Tuesday night marked the opening of the CONCACAF Champions League quarterfinal version for the 2009/2010 season. What was once 24 teams is now 8, as the top regional sides competing for the right to represent CONCACAF in the Club World Cup. This is the second season for the competition in its current iteration. The play-in portion of the tournament started in RFK in July before a paltry crowd typical of the tournament. The quarters opened up before friends and family in Columbus on a termperate night in Ohio.
In Europe, the Champions League competition is the most prominent of club events. Even during the broadcast of the Crew match, FSC was actively promoting its upcoming HD broadcasts of future Champions League games. Club teams throughout the continent claw for the money, exposure and glamor of a spot in Europe. In CONCACAF, the tournament barely registers a blip on the radar screen of the region’s soccer fans, especially in the US. Teams must invest time, money and energy to compete in the event without the substantial rewards offered in the European version of the event. The teams face extensive travel and generate limited revenue from ticket sales. So from a business perspective, is it worth it?
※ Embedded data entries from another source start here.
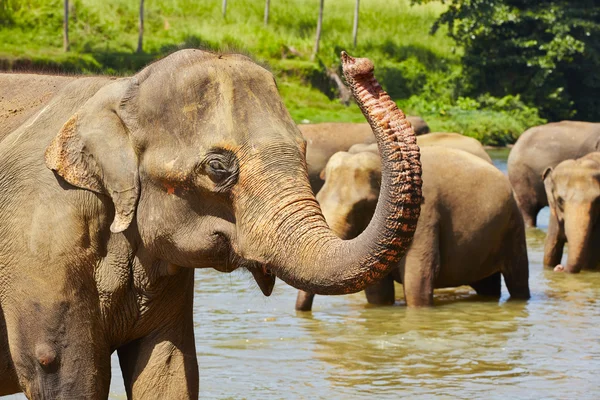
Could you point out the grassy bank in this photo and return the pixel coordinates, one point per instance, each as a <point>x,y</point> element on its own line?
<point>413,66</point>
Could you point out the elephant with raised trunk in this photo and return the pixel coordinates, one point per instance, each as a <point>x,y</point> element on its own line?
<point>441,139</point>
<point>470,231</point>
<point>325,139</point>
<point>573,190</point>
<point>117,188</point>
<point>541,147</point>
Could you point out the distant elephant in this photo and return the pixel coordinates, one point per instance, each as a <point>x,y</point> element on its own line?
<point>117,188</point>
<point>469,233</point>
<point>323,140</point>
<point>444,139</point>
<point>573,191</point>
<point>541,147</point>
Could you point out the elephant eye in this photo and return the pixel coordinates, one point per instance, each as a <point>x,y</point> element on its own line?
<point>216,171</point>
<point>221,166</point>
<point>217,165</point>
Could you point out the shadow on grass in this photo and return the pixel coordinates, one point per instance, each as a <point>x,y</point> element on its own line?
<point>107,62</point>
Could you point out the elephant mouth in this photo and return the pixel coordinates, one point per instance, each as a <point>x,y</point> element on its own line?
<point>265,279</point>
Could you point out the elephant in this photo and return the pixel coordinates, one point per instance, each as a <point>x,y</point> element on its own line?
<point>470,231</point>
<point>541,147</point>
<point>573,192</point>
<point>118,188</point>
<point>323,140</point>
<point>444,139</point>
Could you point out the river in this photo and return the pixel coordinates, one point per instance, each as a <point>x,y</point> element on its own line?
<point>253,347</point>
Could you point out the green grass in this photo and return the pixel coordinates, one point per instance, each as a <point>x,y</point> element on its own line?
<point>395,35</point>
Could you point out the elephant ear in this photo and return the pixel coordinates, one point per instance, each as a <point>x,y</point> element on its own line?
<point>93,151</point>
<point>549,186</point>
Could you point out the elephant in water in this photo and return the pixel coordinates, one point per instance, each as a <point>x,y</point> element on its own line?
<point>444,139</point>
<point>323,140</point>
<point>470,231</point>
<point>116,188</point>
<point>541,147</point>
<point>573,191</point>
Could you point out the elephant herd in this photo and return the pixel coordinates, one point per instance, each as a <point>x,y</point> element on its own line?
<point>471,230</point>
<point>112,190</point>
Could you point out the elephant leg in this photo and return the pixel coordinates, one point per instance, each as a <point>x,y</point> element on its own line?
<point>554,245</point>
<point>162,365</point>
<point>382,293</point>
<point>527,200</point>
<point>421,266</point>
<point>304,301</point>
<point>515,264</point>
<point>490,286</point>
<point>8,378</point>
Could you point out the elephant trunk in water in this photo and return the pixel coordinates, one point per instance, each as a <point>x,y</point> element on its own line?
<point>291,234</point>
<point>578,230</point>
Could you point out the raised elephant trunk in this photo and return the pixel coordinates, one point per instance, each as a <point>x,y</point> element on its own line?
<point>294,240</point>
<point>579,228</point>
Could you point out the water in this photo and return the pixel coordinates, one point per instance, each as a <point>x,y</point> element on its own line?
<point>253,347</point>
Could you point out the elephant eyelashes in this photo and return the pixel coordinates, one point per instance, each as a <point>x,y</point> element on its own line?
<point>222,168</point>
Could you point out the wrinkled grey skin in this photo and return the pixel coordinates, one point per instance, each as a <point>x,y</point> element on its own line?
<point>112,190</point>
<point>573,191</point>
<point>323,140</point>
<point>443,139</point>
<point>541,147</point>
<point>470,231</point>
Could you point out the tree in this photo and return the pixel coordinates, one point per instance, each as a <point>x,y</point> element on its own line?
<point>267,6</point>
<point>141,29</point>
<point>547,51</point>
<point>319,25</point>
<point>66,44</point>
<point>355,27</point>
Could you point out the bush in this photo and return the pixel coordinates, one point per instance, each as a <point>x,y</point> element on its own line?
<point>493,121</point>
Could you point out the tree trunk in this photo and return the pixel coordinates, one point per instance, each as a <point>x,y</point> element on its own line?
<point>141,28</point>
<point>66,45</point>
<point>355,28</point>
<point>267,5</point>
<point>319,25</point>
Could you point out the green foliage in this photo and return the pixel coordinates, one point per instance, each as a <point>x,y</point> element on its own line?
<point>493,121</point>
<point>546,51</point>
<point>422,72</point>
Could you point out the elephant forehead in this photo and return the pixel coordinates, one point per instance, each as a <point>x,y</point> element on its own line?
<point>215,102</point>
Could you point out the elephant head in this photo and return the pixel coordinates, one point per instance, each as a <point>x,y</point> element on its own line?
<point>573,191</point>
<point>204,164</point>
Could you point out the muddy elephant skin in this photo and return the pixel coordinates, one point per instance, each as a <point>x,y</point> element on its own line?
<point>443,139</point>
<point>112,190</point>
<point>470,231</point>
<point>573,191</point>
<point>323,140</point>
<point>541,147</point>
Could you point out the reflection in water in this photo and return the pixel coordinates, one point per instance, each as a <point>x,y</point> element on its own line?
<point>254,347</point>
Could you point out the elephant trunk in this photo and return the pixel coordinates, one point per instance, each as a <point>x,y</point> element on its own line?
<point>578,230</point>
<point>292,234</point>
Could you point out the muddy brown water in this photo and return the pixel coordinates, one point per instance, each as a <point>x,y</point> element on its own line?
<point>254,347</point>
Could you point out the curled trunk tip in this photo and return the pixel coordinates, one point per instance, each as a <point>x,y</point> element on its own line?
<point>355,67</point>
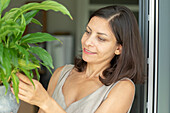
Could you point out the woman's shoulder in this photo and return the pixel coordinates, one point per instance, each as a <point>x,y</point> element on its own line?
<point>120,96</point>
<point>123,91</point>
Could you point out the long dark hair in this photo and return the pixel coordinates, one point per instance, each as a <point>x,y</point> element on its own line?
<point>130,63</point>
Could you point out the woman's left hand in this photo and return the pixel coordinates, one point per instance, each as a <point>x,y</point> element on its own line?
<point>27,92</point>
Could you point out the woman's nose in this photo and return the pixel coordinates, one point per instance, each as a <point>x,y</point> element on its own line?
<point>89,41</point>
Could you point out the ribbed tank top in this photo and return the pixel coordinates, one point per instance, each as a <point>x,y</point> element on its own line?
<point>88,104</point>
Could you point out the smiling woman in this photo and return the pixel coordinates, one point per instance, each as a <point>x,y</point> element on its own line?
<point>111,62</point>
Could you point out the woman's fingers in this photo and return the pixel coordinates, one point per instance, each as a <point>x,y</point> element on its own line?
<point>23,78</point>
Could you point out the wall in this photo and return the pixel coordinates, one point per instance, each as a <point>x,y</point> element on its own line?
<point>164,57</point>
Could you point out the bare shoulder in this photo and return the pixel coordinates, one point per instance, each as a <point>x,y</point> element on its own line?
<point>121,97</point>
<point>53,80</point>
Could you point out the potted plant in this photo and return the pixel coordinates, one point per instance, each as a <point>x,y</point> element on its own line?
<point>16,54</point>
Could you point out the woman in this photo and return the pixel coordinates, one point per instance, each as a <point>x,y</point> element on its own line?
<point>102,81</point>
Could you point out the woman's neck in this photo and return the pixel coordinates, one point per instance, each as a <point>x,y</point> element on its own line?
<point>95,70</point>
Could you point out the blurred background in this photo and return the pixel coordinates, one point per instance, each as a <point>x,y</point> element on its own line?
<point>153,17</point>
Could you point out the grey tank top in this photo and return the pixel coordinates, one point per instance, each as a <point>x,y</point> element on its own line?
<point>88,104</point>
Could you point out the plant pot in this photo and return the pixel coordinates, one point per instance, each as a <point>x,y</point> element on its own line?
<point>8,103</point>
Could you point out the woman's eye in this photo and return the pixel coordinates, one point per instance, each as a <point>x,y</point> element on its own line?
<point>101,39</point>
<point>87,32</point>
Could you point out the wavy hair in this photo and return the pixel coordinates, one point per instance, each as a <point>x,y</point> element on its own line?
<point>130,63</point>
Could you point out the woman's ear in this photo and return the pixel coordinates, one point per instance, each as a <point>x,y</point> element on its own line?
<point>118,50</point>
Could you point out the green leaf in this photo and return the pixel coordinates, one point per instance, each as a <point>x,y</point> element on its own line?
<point>43,55</point>
<point>36,22</point>
<point>46,5</point>
<point>1,52</point>
<point>9,27</point>
<point>47,67</point>
<point>28,16</point>
<point>24,52</point>
<point>6,63</point>
<point>15,85</point>
<point>14,58</point>
<point>3,5</point>
<point>37,73</point>
<point>37,37</point>
<point>27,73</point>
<point>4,79</point>
<point>29,66</point>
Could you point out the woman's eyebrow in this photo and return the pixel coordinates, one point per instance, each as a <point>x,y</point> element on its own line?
<point>97,32</point>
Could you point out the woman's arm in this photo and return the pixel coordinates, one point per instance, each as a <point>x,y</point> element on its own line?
<point>52,83</point>
<point>37,95</point>
<point>119,99</point>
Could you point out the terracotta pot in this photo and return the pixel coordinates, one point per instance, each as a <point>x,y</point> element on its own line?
<point>8,103</point>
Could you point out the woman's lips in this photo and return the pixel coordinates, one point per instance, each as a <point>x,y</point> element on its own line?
<point>86,51</point>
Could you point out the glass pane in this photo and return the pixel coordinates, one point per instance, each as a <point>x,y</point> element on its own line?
<point>114,1</point>
<point>164,57</point>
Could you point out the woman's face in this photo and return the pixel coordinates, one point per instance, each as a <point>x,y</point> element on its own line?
<point>98,42</point>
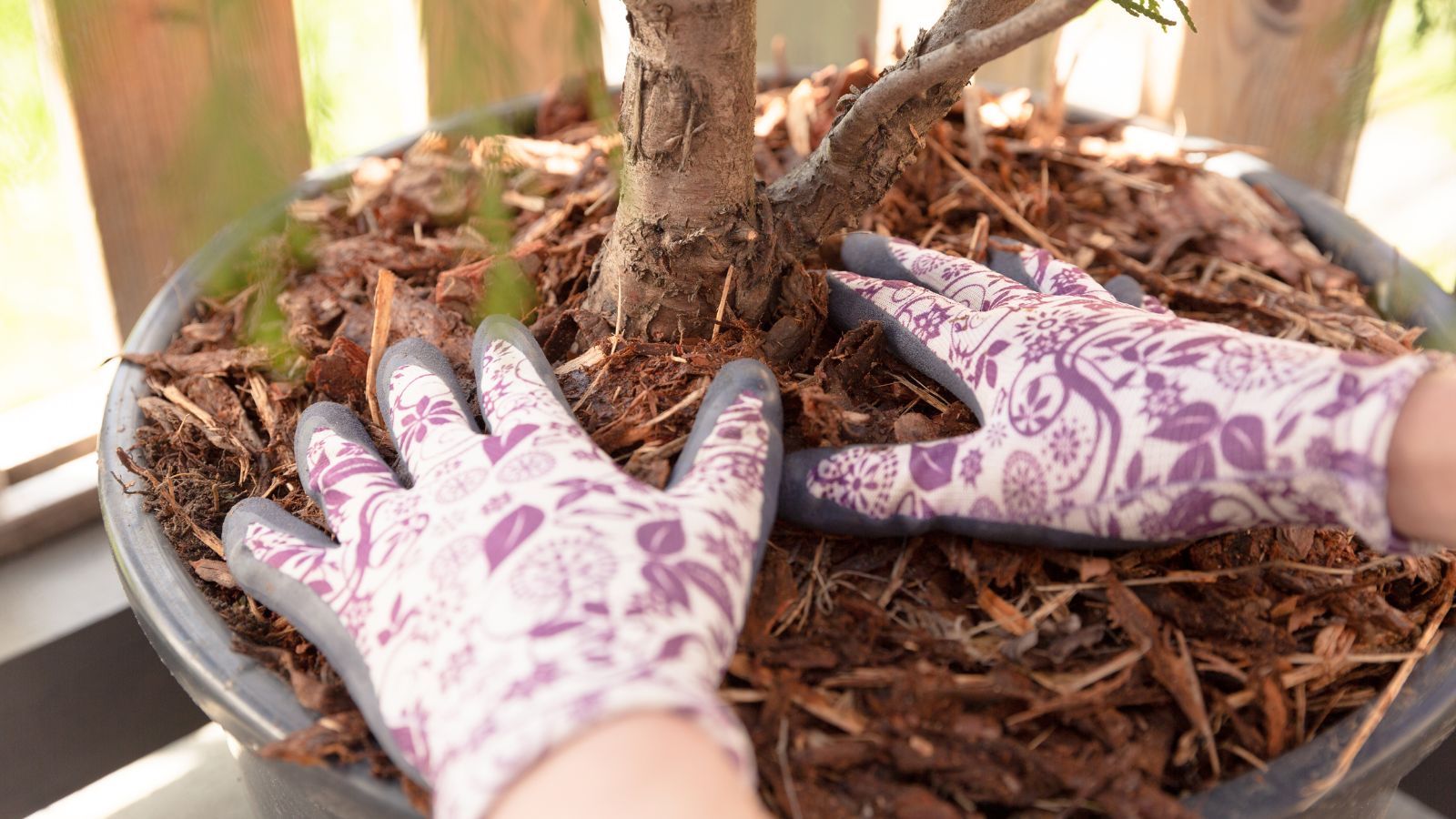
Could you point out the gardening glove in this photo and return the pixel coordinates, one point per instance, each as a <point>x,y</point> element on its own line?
<point>504,592</point>
<point>1103,424</point>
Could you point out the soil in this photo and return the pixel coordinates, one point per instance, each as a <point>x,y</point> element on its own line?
<point>919,678</point>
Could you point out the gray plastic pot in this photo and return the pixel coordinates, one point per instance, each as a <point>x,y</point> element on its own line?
<point>257,707</point>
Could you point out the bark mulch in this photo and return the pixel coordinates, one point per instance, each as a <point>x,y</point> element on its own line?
<point>921,678</point>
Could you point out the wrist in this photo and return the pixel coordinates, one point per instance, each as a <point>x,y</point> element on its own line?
<point>1423,462</point>
<point>516,738</point>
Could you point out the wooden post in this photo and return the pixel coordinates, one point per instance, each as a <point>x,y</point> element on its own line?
<point>1286,75</point>
<point>480,51</point>
<point>187,114</point>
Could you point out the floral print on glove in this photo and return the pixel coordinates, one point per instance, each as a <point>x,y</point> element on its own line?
<point>501,593</point>
<point>1103,424</point>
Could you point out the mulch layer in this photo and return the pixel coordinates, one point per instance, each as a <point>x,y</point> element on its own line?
<point>919,678</point>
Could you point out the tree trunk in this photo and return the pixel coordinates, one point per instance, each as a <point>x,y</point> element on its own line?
<point>691,208</point>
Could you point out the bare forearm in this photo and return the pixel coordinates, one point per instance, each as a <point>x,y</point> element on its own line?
<point>1423,462</point>
<point>644,765</point>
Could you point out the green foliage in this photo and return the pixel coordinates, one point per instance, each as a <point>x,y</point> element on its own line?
<point>1434,15</point>
<point>1152,9</point>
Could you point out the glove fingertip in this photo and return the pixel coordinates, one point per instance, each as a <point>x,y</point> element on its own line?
<point>238,526</point>
<point>734,379</point>
<point>868,254</point>
<point>500,327</point>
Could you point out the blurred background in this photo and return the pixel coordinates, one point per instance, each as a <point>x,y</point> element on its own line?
<point>131,130</point>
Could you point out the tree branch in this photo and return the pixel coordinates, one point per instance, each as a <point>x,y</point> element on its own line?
<point>865,150</point>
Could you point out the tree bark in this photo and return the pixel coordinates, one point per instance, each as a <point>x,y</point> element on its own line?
<point>695,232</point>
<point>689,208</point>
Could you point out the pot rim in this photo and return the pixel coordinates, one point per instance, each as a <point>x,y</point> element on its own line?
<point>257,705</point>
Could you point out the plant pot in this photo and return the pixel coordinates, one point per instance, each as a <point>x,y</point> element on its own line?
<point>257,707</point>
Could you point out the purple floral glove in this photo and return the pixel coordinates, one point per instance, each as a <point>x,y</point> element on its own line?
<point>514,589</point>
<point>1103,424</point>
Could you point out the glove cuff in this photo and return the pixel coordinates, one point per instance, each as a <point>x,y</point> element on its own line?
<point>472,782</point>
<point>1356,453</point>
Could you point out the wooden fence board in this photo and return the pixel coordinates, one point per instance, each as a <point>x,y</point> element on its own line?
<point>817,33</point>
<point>187,113</point>
<point>480,51</point>
<point>1292,77</point>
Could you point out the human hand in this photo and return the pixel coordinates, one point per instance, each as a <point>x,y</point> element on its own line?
<point>1103,424</point>
<point>507,592</point>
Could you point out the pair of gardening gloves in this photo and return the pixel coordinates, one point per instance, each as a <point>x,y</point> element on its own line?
<point>497,595</point>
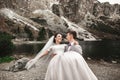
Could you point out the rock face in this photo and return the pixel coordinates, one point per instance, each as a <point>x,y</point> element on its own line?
<point>19,65</point>
<point>100,19</point>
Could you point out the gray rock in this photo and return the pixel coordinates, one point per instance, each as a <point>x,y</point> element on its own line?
<point>19,65</point>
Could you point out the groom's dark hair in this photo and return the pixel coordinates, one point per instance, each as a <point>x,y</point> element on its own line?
<point>73,33</point>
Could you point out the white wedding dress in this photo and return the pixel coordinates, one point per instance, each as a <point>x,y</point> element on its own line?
<point>68,65</point>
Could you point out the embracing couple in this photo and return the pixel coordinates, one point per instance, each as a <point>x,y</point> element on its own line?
<point>67,62</point>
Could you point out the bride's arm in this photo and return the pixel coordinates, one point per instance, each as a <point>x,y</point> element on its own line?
<point>45,53</point>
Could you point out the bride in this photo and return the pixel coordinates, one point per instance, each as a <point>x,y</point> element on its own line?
<point>67,62</point>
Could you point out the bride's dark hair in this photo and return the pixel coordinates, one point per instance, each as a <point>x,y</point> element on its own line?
<point>56,36</point>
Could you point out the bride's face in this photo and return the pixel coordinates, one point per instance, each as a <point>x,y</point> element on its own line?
<point>58,38</point>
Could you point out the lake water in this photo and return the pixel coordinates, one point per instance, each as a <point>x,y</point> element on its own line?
<point>94,49</point>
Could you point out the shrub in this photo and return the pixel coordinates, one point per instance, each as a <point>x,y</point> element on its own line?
<point>6,59</point>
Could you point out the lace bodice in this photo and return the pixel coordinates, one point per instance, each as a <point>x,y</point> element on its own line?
<point>57,49</point>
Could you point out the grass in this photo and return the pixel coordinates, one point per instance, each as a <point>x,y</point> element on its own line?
<point>6,59</point>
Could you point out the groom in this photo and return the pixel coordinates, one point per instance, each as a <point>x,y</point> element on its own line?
<point>73,44</point>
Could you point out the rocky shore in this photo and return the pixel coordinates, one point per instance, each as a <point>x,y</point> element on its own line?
<point>103,70</point>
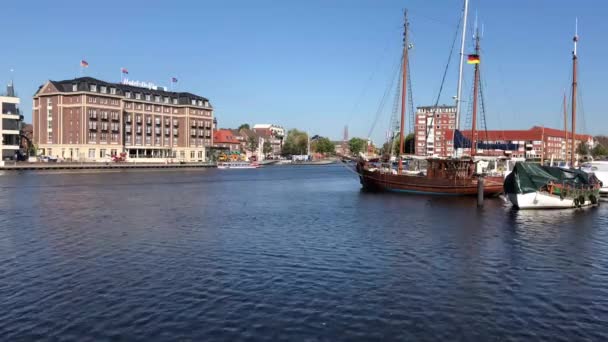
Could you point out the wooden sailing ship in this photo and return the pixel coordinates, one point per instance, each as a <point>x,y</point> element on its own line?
<point>443,176</point>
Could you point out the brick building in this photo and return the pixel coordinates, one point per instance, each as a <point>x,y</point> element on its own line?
<point>89,119</point>
<point>534,143</point>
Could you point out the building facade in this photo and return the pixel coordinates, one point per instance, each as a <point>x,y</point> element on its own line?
<point>433,129</point>
<point>273,134</point>
<point>86,119</point>
<point>535,143</point>
<point>10,124</point>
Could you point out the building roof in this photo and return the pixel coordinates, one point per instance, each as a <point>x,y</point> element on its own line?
<point>225,136</point>
<point>83,83</point>
<point>534,133</point>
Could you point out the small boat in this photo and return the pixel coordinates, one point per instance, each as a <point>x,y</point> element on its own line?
<point>534,186</point>
<point>237,165</point>
<point>600,170</point>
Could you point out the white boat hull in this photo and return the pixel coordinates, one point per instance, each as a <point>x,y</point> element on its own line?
<point>542,200</point>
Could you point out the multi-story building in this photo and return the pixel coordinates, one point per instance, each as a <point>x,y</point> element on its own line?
<point>10,125</point>
<point>535,143</point>
<point>273,134</point>
<point>433,129</point>
<point>89,119</point>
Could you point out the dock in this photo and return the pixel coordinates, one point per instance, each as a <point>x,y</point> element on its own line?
<point>101,166</point>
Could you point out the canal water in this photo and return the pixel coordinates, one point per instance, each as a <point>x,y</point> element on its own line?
<point>287,253</point>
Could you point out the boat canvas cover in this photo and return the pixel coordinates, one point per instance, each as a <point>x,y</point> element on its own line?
<point>531,177</point>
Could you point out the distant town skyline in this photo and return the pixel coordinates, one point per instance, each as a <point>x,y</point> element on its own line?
<point>316,65</point>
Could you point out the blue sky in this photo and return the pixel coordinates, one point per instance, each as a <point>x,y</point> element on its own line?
<point>318,64</point>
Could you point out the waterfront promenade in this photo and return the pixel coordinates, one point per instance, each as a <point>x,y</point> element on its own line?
<point>99,166</point>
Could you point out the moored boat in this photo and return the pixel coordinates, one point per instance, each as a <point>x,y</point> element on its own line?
<point>534,186</point>
<point>443,176</point>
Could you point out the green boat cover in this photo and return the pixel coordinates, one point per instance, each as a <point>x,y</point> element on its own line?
<point>530,177</point>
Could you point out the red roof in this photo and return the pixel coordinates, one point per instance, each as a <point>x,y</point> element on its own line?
<point>224,136</point>
<point>534,133</point>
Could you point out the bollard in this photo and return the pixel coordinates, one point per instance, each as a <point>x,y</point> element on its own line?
<point>480,185</point>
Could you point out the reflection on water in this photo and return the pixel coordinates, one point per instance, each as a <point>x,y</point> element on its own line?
<point>288,254</point>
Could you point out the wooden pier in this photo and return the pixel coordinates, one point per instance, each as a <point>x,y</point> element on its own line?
<point>101,166</point>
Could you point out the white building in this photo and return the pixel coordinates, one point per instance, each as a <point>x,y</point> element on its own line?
<point>10,124</point>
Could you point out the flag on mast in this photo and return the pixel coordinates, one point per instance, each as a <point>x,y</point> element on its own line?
<point>473,59</point>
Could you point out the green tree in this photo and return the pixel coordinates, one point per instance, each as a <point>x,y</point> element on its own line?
<point>357,145</point>
<point>324,145</point>
<point>252,144</point>
<point>599,151</point>
<point>295,143</point>
<point>267,147</point>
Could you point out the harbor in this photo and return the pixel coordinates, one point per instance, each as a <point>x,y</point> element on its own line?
<point>298,171</point>
<point>197,253</point>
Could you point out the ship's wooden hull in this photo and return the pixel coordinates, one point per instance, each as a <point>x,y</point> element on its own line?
<point>421,184</point>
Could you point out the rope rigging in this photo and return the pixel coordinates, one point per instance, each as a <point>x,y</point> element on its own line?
<point>445,72</point>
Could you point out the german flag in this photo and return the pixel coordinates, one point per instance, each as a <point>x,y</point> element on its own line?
<point>473,59</point>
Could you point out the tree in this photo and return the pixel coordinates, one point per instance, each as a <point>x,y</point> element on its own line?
<point>267,147</point>
<point>357,145</point>
<point>252,144</point>
<point>324,145</point>
<point>599,151</point>
<point>296,142</point>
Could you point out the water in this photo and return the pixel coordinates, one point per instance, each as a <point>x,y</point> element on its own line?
<point>287,253</point>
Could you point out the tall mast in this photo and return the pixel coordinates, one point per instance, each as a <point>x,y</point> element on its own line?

We say yes. As the tournament gains traction (especially in some of the newer markets), the exposure to international competition creates an enormous opportunity for exporting the League to the rest of the region. This will get a great test this year as US Open Cup Champ Seattle dips a toe into international play. At the same time, the elusive American soccer fan who watches only European football gets a chance to see more MLS on FSC in a tournament that makes perfect sense to them.
At the same time, players within MLS have the opportunity to show their wares to an array of potential suitors. Ultimately, this creates transfer opportunities which can generate revenue for the teams and the League. Similarly, front offices in MLS have an opportunity to evaluate talent from around the region, as they watch potential transfer targets play against MLS competition.
This process will take time, and likely will be a money loser for some time. Yet the Champions League is an important business opportunity for Major League Soccer. Ticket sales will come, as will television revenue and popularity over time. Of course, it would help of MLS teams show well in the event.